Water als verdedigingsmiddel

Tijd van regenten en vorsten

Water tegen de vijand

Nederland is een land met heel veel water. Naast zwemmen en varen wordt water ook gebruikt bij het voeren van oorlogen. In de Middeleeuwen werden rondom kastelen grachten gegraven, bijvoorbeeld bij het Muiderslot. Met een ophaalbrug over de gracht kwam je het kasteel binnen. Ook rondom een stad kwamen er grachten. Bij Naarden kun je dat goed zien. Door het water was het voor de vijand moeilijker om aan te vallen.

Dubbele straf voor Naarden

Rondom de stad Naarden liggen grachten. Dit om de stad te beschermen tegen de vijand. In december 1572 waren de grachten van Naarden bevroren. Nu was het voor de Spanjaarden heel eenvoudig om het water over te steken en om in de stad in te nemen. Het bleef niet bij de belegering alleen. De Spanjaarden waren boos omdat ze vanuit de stad beschoten waren. De Spaanse bevelhebber bracht als straf alle bewoners van Naarden om het leven.

Soms ging het goed

Voor andere steden liep het niet zo slecht af als voor Naarden. In Leiden en Alkmaar bood het water wel bescherming en konden de Hollandse opstandelingen Spanjaarden verslaan. Dit dankzij het water. De Hollanders zetten het land rondom de stad onder water. De Spanjaarden konden de stad niet verslaan en begonnen de aftocht.

Oorlog met behulp van water

De gewesten Holland en Utrecht hadden gezien dat in Alkmaar en Leiden de vijand verslagen was met behulp van het water. Holland en Utrecht wilden dat er meer bescherming door het water kwam. Het duurde nog bijna honderd jaar, tot 1672, voor er een waterlinie werd gemaakt. Dit werd de Hollandse Waterlinie.

In 1672 viel de Franse koning Lodewijk XIV de Republiek binnen vanuit het oosten. Hij veroverde Utrecht en Naarden. De Staten van Holland richten snel de Hollandse Waterlinie in. De linie liep van Muiden aan de Zuiderzee via Weesp en Woerden naar de rivier de Merwede in het Zuiden. De inundatie van het gebied hield de Fransen tegen.

De Hollandse Waterlinie

In september 1673 werd Naarden heroverd door stadhouder Willem III. Hij besliste dat Naarden nieuwe vestingwerken moest krijgen. Ook in Weesp kwamen er nieuwe vestingwerken. Nu werd Amsterdam beschermd door Muiden, Weesp en Naarden. De Hollandse Waterlinie werd tussen 1687 en 1787 een paar maal gebruikt.

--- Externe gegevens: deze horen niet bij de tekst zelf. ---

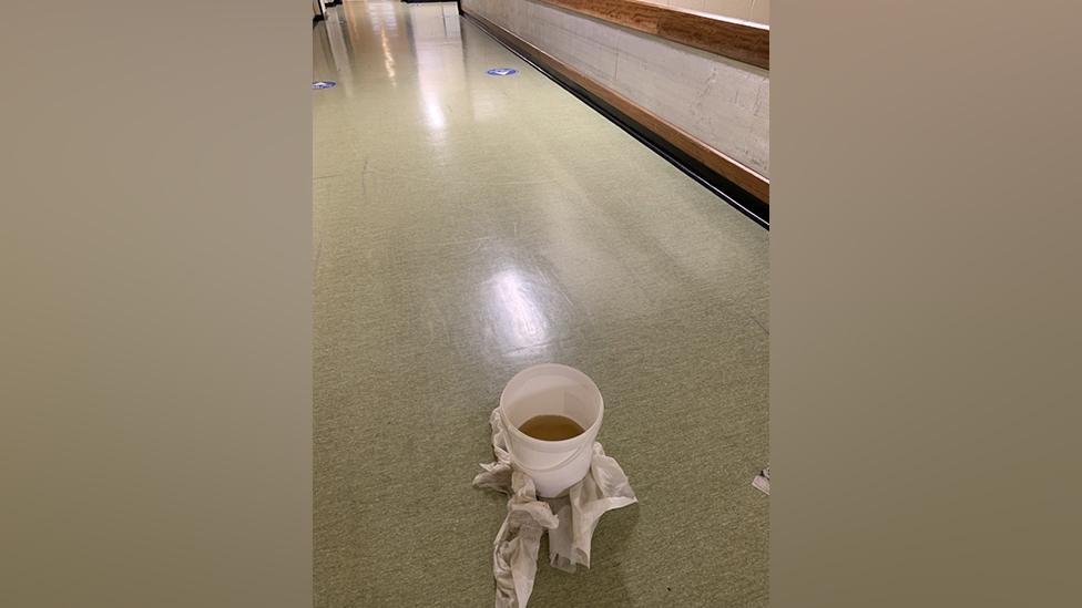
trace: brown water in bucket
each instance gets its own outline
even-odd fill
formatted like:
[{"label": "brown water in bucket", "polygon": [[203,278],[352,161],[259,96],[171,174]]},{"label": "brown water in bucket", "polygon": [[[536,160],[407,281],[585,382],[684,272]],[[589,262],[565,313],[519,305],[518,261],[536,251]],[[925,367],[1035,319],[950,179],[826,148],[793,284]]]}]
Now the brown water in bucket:
[{"label": "brown water in bucket", "polygon": [[563,441],[579,436],[586,430],[568,416],[541,414],[523,422],[519,431],[541,441]]}]

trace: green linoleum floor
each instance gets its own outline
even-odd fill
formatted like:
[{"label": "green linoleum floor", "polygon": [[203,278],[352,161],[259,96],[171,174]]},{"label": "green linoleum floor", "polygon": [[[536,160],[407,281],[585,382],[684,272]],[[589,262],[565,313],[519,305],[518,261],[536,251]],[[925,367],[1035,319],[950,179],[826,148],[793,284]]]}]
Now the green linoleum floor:
[{"label": "green linoleum floor", "polygon": [[313,32],[313,80],[338,81],[313,91],[316,605],[491,605],[504,501],[470,481],[504,382],[554,361],[604,393],[599,441],[640,504],[605,515],[589,570],[542,564],[530,606],[766,606],[768,233],[452,3],[333,12]]}]

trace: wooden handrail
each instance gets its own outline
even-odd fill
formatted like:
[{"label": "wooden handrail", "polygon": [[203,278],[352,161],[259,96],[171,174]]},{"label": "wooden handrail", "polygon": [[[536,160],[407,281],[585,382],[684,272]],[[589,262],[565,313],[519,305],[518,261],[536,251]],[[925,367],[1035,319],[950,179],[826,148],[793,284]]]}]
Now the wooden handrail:
[{"label": "wooden handrail", "polygon": [[770,69],[769,25],[639,0],[535,1]]}]

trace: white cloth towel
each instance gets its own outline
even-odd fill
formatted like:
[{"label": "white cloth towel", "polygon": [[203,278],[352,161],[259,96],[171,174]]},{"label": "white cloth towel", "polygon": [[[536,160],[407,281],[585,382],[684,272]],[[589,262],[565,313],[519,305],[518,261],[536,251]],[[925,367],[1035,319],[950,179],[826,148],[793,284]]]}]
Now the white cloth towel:
[{"label": "white cloth towel", "polygon": [[533,592],[541,536],[549,533],[550,565],[573,573],[590,567],[590,540],[605,512],[637,502],[620,464],[601,444],[593,444],[590,472],[566,496],[538,498],[533,480],[516,471],[507,447],[507,430],[499,411],[489,416],[496,462],[473,478],[473,486],[509,495],[508,516],[496,535],[492,574],[496,608],[525,608]]}]

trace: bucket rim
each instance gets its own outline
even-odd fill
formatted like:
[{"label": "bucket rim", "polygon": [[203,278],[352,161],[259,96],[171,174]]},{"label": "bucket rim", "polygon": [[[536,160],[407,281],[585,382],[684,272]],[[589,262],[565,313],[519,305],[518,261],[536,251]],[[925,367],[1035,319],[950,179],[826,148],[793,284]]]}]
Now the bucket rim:
[{"label": "bucket rim", "polygon": [[[560,441],[539,440],[537,437],[531,437],[530,435],[523,433],[522,431],[519,431],[518,426],[511,424],[511,421],[508,420],[507,414],[503,411],[503,403],[504,403],[504,398],[507,398],[508,389],[510,389],[511,385],[516,383],[516,380],[520,380],[522,377],[528,374],[532,375],[545,369],[570,372],[572,377],[574,377],[576,380],[582,381],[586,387],[593,389],[593,391],[598,393],[598,418],[593,421],[593,424],[591,424],[589,429],[583,429],[582,433],[573,437],[560,440]],[[538,445],[539,447],[544,446],[549,449],[559,449],[564,446],[571,446],[576,442],[581,442],[582,441],[581,437],[583,436],[596,437],[598,431],[601,427],[601,420],[605,415],[605,398],[603,394],[601,394],[601,389],[598,388],[598,383],[594,382],[592,378],[586,375],[581,370],[572,368],[571,365],[564,365],[562,363],[538,363],[537,365],[530,365],[529,368],[520,370],[518,373],[511,377],[511,380],[508,380],[507,384],[503,385],[503,391],[500,392],[499,410],[500,410],[500,418],[503,420],[504,429],[507,429],[507,432],[511,433],[511,435],[513,435],[516,439],[523,441],[527,444]],[[588,443],[593,443],[593,441],[590,441]],[[542,451],[549,452],[552,450],[542,450]]]}]

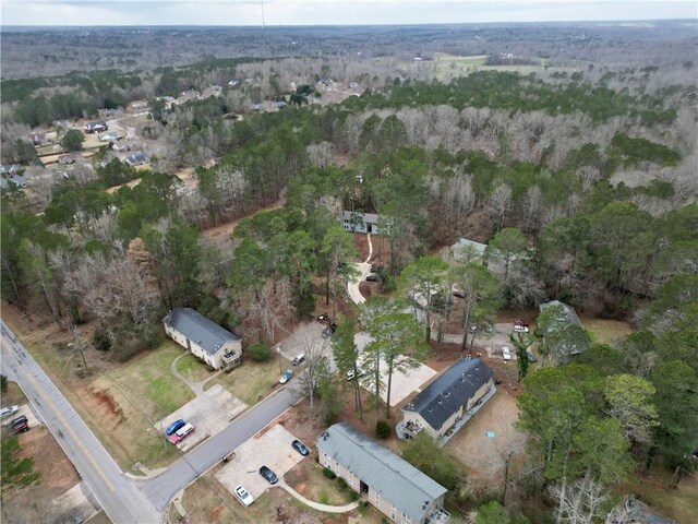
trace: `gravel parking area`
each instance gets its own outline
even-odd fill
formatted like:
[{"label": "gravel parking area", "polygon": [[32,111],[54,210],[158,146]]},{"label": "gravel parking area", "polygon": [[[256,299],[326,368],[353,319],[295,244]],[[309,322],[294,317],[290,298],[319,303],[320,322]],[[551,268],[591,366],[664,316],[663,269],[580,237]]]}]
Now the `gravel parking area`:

Een keer werden proefinundaties uitgevoerd.

Te weinig bescherming

In 1787 en 1794 bood de Hollandse Waterlinie toch te weinig bescherming. Door de vorst konden de Fransen moeiteloos over de bevroren rivieren trekken. De Waterlinie moest aangepast worden en gemoderniseerd. Ook werd de stad Utrecht bij de uitbreiding betrokken. De stad had bescherming nodig en de linie werd opgeschoven naar het oosten. Rondom Amsterdam kwam de eerste aanpassing. Tussen 1805 en 1810 werden de posten van Kraijenhoff aangelegd. Dit werd later onderdeel van de Stelling van Amsterdam.

De Nieuwe Hollandse Waterlinie

Pas in 1815 gaf koning Willem I opdracht om de oude Hollandse Waterlinie te verbeteren. De Nieuwe Hollandse Waterlinie kreeg een systeem van dijken, sluizen en stuwen. Zwakke plekken werden beveiligd met bouw van nieuwe forten en batterijen, bijvoorbeeld Fort Hinderdam en Kijkuit bij Kortenhoef. De aanleg van de Nieuwe Hollandse Waterlinie (HNWL) duurde tot 1870. Er kwamen overal dijken, sluizen en stuwen. Door het gebruik van de dijken en sluizen kon het hele gebied onder water gezet worden. De waterhoogte was tussen de 30 en 50 cm. Dit was te diep om door heen te marcheren en te ondiep om te bevaren. Ook in Weesp werd het 's-Gravelandse Front versterkt met de bouw van een ronde verdedigingstoren.

De Nieuwe Hollandse Waterlinie in gebruik

De Nieuwe Hollandse Waterlinie is maar drie keer gebruikt. Tijdens de Frans-Duitse Oorlog van 1870-1871, de Eerste Wereldoorlog (1914-1918) en aan de vooravond van de Tweede Wereldoorlog (1940-1945). In 1926 werd Naarden opgeheven als militaire versterking. Tijdens het begin van Tweede Wereldoorlog had de linie geen waarde meer. De vijand vloog er overheen en dropte zijn parachutisten bij Den Haag en Rotterdam.